Edge AI at retail scale lives or dies on repeatability. A computer-vision workload that runs perfectly in a lab has to come up the same way in a store with no on-site engineer, flaky connectivity, and a GPU that may not be ready the instant Kubernetes wants to schedule against it. The starting point was a high-level design and a pile of manual steps — exactly the gap between “it works” and “it ships.”

Constraints

No hands at the edge. Deployment has to be hands-off and idempotent — a single press.
GPU timing. Inference pods must never schedule before the GPU device plugin is healthy, or they crash-loop and poison the rollout.
Heterogeneous stores. Per-site variables (network, hardware, identity) without forking the platform for every location.

Design

I took the high-level designs and turned them into low-level, problem-solving deployments driven by CD pipelines. The application is packaged as containers and shipped to a store-edge Kubernetes cluster via Helm with end-state manifests. Per-store configuration is injected from a single source of truth, so one pipeline produces a correct deployment for any site.

The load-bearing piece is readiness gating: Bash/Shell probes and Kubernetes watchdogs confirm the GPU device plugin is up before inference pods are allowed to run, and pod lifecycle management keeps the workload honest from there.

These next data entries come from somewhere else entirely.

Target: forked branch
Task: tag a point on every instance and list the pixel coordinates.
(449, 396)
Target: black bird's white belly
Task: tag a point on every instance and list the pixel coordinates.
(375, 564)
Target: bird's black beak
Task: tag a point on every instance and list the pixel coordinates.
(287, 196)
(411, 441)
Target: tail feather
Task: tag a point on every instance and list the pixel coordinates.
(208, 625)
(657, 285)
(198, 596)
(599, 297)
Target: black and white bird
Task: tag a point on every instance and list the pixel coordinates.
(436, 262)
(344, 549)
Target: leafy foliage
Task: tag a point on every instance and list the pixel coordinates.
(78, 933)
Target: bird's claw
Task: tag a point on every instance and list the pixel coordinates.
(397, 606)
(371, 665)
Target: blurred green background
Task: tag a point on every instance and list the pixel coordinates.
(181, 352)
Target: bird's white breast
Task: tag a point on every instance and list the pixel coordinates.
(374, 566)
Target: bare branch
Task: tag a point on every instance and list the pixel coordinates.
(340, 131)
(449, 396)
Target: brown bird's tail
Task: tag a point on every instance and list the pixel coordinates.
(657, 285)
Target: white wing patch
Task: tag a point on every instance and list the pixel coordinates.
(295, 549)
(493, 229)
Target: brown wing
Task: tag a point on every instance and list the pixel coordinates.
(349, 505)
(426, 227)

Security & reliability decisions

Init-gated GPU readiness — the single biggest reliability win; no more pods racing the GPU at boot.
Single source of truth for config — drift can’t creep in store-to-store.
Spec-driven, documented-as-code — the deployment is the documentation.

Outcome

A high-level idea becomes a real, repeatable deployment on a single press. New edge sites come up consistently, GPUs come online reliably, and the manual runbook is gone — replaced by a pipeline anyone on the team can trigger.

Future improvements

Push more of the per-store delta into declarative policy, and extend the readiness model to cover the full inference dependency chain (model artifacts, egress, downstream sinks) as a single health gate.